The Atlanta Journal and The Atlanta Constitution

Columnist Jane Hansen discusses the idea of making adoptions a non-profit affair.

Here's a recent item: "Clayton County police are searching for a woman who abandoned an infant on the steps of a Riverdale home Friday."

Here's another: "Christy Noel, the newborn abandoned Christmas Day near Norcross, will live with a foster family while authorities continue searching for her parents."

Then there's one from this week: "Today Heather and David Vogel plan to enter a Fulton County courtroom and fight for the family they want to become. The couple is fighting an agency for custody of their child."

What's wrong with this picture? In the first two items, authorities comb the bushes for parents who clearly don't want their children. In the third, parents who clearly do want their child are told they can't have him.

The difference, frankly, is money. Heather and David Vogel didn't have any when they decided to give up their baby for adoption. Enter Friends of Children, a national adoption agency with offices here, and suddenly the Vogels' son, Jeffrey - a healthy, white, fuzzy-headed infant - was commanding a cash-and-carry price for the agency of $25,000 from the would-be adoptive parents. "That's a lot of money to get for a baby," Heather was saying earlier this week.

The case should never have gone to court. It did because the market for babies is so lucrative and unregulated in Georgia that the adoption of healthy white infants now borders on baby selling. Desperate couples and single adults wait up to six years to adopt a child. If they go through a private agency, they'll pay as much as $17,000 for a foreign infant - $25,000 "plus some incidentals" for a healthy white one from Friends of Children.

But this agency guarantees quick and efficient service. Dealing almost exclusively in white infants, it pays a $4,000 refund if a baby is not found for an applicant in nine months.

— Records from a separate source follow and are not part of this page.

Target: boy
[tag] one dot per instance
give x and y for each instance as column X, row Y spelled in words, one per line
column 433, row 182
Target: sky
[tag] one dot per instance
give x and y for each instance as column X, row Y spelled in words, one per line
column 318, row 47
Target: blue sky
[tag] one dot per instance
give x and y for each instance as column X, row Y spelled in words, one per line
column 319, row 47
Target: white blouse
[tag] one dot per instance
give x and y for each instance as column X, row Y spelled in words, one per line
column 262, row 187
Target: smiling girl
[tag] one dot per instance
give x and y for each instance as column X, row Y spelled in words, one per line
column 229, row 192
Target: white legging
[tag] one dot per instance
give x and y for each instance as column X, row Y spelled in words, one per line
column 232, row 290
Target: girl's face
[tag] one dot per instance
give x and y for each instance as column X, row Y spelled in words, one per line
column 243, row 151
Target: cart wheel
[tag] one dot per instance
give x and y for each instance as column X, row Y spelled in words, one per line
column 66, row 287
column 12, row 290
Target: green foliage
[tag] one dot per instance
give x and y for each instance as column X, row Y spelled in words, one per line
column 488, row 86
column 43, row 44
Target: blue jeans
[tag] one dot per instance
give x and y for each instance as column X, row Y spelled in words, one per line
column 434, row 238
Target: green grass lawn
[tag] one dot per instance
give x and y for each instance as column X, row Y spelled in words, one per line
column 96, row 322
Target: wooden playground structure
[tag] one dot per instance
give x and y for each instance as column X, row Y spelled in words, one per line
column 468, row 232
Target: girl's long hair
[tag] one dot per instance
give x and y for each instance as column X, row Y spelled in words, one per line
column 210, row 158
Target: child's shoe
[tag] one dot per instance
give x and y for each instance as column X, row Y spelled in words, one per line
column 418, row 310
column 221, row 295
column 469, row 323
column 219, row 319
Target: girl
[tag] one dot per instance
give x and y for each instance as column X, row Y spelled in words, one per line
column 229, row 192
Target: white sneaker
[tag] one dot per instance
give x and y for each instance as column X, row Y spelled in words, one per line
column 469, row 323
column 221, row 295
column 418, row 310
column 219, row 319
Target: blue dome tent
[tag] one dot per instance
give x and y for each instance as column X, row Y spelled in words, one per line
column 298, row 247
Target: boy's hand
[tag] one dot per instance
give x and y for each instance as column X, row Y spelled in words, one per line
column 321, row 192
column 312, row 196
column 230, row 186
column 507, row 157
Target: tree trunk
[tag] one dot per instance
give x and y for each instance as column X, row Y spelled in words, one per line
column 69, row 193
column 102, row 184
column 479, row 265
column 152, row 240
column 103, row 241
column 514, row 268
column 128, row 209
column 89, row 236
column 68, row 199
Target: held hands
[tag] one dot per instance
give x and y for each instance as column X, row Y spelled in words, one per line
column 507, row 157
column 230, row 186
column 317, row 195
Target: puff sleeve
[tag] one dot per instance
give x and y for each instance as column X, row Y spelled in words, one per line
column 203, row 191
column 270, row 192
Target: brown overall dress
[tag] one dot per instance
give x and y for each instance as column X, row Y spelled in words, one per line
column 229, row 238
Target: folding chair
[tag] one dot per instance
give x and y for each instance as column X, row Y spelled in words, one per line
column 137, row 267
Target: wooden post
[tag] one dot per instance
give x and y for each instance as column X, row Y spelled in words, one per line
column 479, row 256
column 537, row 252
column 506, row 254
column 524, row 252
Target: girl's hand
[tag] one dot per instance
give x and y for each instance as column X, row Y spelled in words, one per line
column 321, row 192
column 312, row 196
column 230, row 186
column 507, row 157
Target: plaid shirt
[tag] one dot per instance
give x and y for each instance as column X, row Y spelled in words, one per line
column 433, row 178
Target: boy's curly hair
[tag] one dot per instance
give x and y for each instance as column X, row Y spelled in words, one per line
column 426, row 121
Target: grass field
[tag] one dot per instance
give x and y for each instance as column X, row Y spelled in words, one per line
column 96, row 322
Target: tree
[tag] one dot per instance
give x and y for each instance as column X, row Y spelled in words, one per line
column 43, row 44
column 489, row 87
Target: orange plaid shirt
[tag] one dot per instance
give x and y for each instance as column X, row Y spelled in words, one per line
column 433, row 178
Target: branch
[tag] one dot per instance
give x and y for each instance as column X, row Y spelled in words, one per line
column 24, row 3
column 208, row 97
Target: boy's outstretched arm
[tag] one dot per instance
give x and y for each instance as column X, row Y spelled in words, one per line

The Vogels - both teenagers - found themselves suddenly caught up in a high-powered court battle, all because they misunderstood when the clock stopped ticking on the 10-day period they had to change their minds. One day late, they tried to reclaim their baby. "I couldn't understand why all these people were not willing to give my baby back," Heather said. "The only thing I could think of was they wanted the money."

She doesn't understand that kind of money, but she now understands its power. The couples bidding for her baby earned at least $100,000 a year. Without that kind of money, she and her husband struggled to get a lawyer, while Friends of Children was able to afford high-priced counsel - Mark Booz of Troutman, Sanders, Lockerman & Ashmore. "This isn't about an adoption," Mr. Booz kept saying. "It's about a contract they signed."

Wrong, ruled Fulton County Superior Court Judge Leah Sears-Collins. It's about the agency's attempt to make "a quick and handsome profit" off a child. She returned the baby to his rightful owners.

And Heather was able to stop the crying that each day had welled up inside her. By Wednesday night, she was out buying baby sundries. "It was fun." She's sorry for the couples who wanted her baby, and she understands their willingness to spend as much as they can for a child. "I'm sure they just want a child so badly that they feel they have no other choice."

Heather and David have a tough time ahead. She's an unemployed teenage mother. Both have only a 10th-grade education. But this wasn't over their fitness as parents. They're capable of loving and caring for their child, the judge said, "and they are fighting like hell for the opportunity to do so."

There's a lesson here. Someone other than those who profit from adoptions - lawyers and agencies - needs to take a closer look at Georgia's laws. It's time adoption was stripped of its profit and returned to its original intent: finding children the best possible homes.